Can multiple threads run on less than 1 vCPU in Kubernetes?

August 08, 2023

In today’s fast-paced world of application development, containerisation and orchestration have become crucial components for deploying and managing modern applications. Kubernetes, a widely-used container orchestration platform, has made it easier for developers and system administrators to manage containerised applications’ deployment, scaling, and operation. One of the critical aspects of Kubernetes is its ability to manage resources such as CPU and memory.

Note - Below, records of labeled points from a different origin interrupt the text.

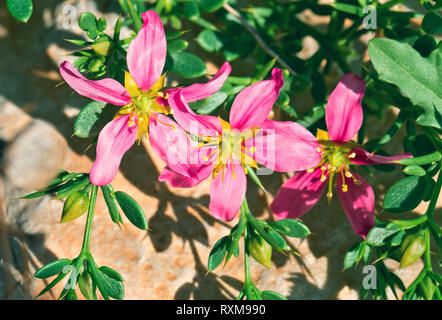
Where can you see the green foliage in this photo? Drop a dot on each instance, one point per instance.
(20, 9)
(132, 210)
(418, 77)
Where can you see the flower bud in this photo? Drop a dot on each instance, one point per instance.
(103, 46)
(413, 247)
(75, 205)
(427, 288)
(86, 285)
(260, 250)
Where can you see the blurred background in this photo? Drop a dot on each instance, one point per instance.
(37, 114)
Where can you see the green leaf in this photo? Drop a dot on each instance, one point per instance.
(404, 195)
(132, 210)
(20, 9)
(110, 199)
(377, 235)
(396, 240)
(300, 84)
(101, 24)
(417, 77)
(86, 285)
(274, 238)
(75, 206)
(349, 8)
(414, 170)
(92, 118)
(177, 45)
(271, 295)
(72, 186)
(291, 228)
(235, 236)
(188, 65)
(111, 273)
(87, 21)
(191, 11)
(210, 5)
(215, 101)
(432, 22)
(425, 44)
(210, 40)
(260, 250)
(52, 268)
(352, 255)
(218, 253)
(318, 90)
(109, 287)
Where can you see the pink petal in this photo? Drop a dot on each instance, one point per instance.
(226, 195)
(105, 90)
(343, 113)
(179, 181)
(283, 153)
(113, 142)
(289, 128)
(298, 195)
(358, 204)
(201, 125)
(363, 157)
(172, 144)
(147, 52)
(253, 104)
(200, 91)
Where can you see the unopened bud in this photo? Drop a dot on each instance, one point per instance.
(413, 248)
(75, 206)
(260, 250)
(103, 46)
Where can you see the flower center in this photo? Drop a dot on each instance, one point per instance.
(230, 144)
(335, 159)
(144, 105)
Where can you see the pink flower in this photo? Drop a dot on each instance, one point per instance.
(343, 115)
(227, 148)
(141, 98)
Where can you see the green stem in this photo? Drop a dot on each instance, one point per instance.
(398, 123)
(135, 16)
(85, 249)
(434, 197)
(427, 251)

A colleague recently asked me if it was possible for a multi-threaded application to run on a container granted less than 1 vCPU resource limit. The short answer is yes, it is possible. In this blog post, I will explain how Kubernetes CPU resource allocation works, specifically focusing on how it can request less than one vCPU and still have your application run multi-threaded.

First, the Basics of Kubernetes CPU Resource Allocation

Kubernetes allows users to specify the CPU resources a container requires in terms of ”request” and ”limit”. A ”request” is the minimum amount of CPU a container is guaranteed to have, while the “limit” is the maximum CPU a container can use. These values are specified in the container’s YAML configuration file, and they help Kubernetes in making informed decisions while scheduling and allocating resources to different containers running on the same node.

CPU resources are measured in vCPUs and CPU units. A vCPU represents a virtual CPU core corresponding to a physical CPU core or a hyperthread on the underlying hardware. On the other hand, CPU units are a more granular measurement - often represented in millicores. One vCPU is equivalent to 1000 millicores. This granularity enables Kubernetes to allocate CPU resources more efficiently, allowing containers to request and consume CPU resources in fractions of a vCPU.

This is typically specified as part of a Pods Manifest file like so:

---
resources:
    requests:
        cpu: 50m
    limits:
        cpu: 100m

The above means the container can use at least 5% (50/1000) of a CPU cycle and at most 10% of a CPU cycle.

Thinking about CPU Cycles

Imagine a CPU as a conveyor belt. The conveyor belt is divided into small sections, each representing a CPU cycle. The rate at which the conveyor belt moves is the CPU clock speed (representing a Period).

CPU Cycles Illustration as a Conveyor Belt

When a thread is scheduled to run, it is given several sections on the conveyor belt. The threads instructions can only run while it is on the conveyor belt. If a thread needs to perform many calculations, it must be allocated more sections on the conveyor belt. This will allow the thread to run for a more extended time and do more work.

If a thread is not using all of its allocated sections, the CPU scheduler can give those sections to other threads that need them. This ensures that all of the threads can run as efficiently as possible.

Now, Kubernetes CPU Requests & Limits

The CPU requests parameter ensures the container can use at least the specified number of cores requested.

You can visualise this as each container is given as many sections on the conveyor belt as they need to run their instructions. For example, think of 1vCPU as the conveyor belt having ten sections, and if we have two containers, A and B, Container A requests 500m, and Container B requests 100m.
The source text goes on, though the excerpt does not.